UIC HISTORIAN RECEIVES FULBRIGHT LECTURING RESEARCH GRANT
James Searing, associate professor of history and African-American studies at the University of Illinois at Chicago, has received a senior Fulbright Lecturing Research grant from the U.S. Department of State and the J. William Fulbright Foreign Scholarship Board.
Searing will travel to Senegal to help the Historical Museum on Goree Island and the L'Institut Fondamental d'Afrique Noire-Cheikh Anta Diop develop a new exhibit on the history of slavery and the slave trade. Additionally, he will conduct research exploring the role of religion and ethnicity in resistance to the slave trade, slavery and colonialism.

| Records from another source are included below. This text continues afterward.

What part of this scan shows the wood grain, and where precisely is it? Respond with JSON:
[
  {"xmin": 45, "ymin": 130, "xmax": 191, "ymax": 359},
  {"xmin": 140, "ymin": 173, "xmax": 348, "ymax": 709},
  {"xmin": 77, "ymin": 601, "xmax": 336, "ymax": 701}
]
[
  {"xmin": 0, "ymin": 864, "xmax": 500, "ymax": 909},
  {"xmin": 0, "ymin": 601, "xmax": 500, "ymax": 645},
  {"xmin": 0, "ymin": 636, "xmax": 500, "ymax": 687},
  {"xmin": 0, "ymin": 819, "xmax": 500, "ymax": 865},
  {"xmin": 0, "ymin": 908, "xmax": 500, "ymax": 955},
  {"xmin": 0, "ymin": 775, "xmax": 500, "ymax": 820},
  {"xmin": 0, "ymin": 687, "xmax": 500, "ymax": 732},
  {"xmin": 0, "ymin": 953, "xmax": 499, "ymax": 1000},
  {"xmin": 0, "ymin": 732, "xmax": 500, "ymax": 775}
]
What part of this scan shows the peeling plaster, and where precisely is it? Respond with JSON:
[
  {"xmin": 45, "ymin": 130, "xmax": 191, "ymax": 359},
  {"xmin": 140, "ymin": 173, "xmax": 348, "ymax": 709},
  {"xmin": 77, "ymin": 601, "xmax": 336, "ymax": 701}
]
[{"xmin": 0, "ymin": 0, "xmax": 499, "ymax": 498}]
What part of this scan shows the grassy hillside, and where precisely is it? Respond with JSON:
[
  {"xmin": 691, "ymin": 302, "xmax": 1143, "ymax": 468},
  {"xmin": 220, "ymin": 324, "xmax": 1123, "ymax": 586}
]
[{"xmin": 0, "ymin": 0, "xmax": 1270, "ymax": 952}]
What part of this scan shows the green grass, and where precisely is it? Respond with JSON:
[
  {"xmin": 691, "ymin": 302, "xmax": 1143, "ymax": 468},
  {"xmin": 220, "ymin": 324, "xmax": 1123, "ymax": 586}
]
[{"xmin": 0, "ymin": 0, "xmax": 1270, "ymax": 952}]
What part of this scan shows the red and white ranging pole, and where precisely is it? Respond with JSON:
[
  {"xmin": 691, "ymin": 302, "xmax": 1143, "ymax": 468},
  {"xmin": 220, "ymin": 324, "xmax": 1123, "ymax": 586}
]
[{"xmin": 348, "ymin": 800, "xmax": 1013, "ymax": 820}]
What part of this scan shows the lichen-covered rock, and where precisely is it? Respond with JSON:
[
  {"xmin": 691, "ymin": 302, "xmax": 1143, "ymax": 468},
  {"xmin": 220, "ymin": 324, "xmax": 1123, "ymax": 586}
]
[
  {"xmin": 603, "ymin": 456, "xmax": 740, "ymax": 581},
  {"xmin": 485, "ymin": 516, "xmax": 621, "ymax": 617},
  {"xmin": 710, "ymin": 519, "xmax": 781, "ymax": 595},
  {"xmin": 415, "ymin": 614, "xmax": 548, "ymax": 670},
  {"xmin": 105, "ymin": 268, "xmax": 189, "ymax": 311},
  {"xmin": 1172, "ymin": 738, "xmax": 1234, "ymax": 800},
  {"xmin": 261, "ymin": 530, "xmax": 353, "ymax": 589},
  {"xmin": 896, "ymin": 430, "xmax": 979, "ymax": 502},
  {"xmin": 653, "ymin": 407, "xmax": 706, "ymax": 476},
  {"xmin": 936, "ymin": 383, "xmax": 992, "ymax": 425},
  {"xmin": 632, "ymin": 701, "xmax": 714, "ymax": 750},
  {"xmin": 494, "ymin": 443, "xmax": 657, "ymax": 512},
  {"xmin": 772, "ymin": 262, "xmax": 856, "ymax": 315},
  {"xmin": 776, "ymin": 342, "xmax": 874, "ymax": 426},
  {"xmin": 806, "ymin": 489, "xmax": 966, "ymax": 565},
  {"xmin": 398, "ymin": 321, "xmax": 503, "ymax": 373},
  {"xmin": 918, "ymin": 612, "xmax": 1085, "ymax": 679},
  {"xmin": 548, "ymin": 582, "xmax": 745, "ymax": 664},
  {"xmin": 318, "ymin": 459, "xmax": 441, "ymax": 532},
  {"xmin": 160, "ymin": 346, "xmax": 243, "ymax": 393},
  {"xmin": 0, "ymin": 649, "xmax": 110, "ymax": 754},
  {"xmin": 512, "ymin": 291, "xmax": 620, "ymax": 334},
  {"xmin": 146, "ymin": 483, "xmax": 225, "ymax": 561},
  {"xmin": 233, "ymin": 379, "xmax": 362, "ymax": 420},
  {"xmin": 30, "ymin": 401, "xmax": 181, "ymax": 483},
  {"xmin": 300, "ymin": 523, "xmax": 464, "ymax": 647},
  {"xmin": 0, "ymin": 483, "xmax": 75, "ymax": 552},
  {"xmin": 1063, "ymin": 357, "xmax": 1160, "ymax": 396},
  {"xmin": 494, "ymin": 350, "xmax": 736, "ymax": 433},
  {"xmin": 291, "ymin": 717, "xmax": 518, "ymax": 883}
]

"Goree Island attracts a large number of visitors everyday, most of whom come because the island evokes the tragic history of the slave trade," said Searing. "It is a world historic site, and I am grateful to be selected as a part of this collaborative project."
The eight-month lecturing/research grant is the first Fulbright grant affiliated with L'Institut Fondamental d'Afrique Noire-Cheikh Anta Diop and the Historical Museum of Goree. No other U.S. Fulbright winner has ever been assigned to the museum or collaborated with the institute on the history of slavery, Searing said.
"Any new presentation of Goree's history must integrate regional and global issues related to the slave trade," said Searing. "Hopefully, by the end of this project, the museum's displays will guide a visitor through Goree's history as a site of the slave trade and slavery, and have displays that link that history to the larger story of the Atlantic slave trade."
In addition to his work at the museum, Searing will conduct research among all major Sereer communities in the Petite Cote region of Senegal.
Searing's return to Senegal will be somewhat of a homecoming. He received a Fulbright Dissertation Research Grant in Senegal from 1983-84, and was a Fulbright Professor of U.S. and African History at the Universite Cheikh Anta Diop, Dakar, Senegal from 1988-1990.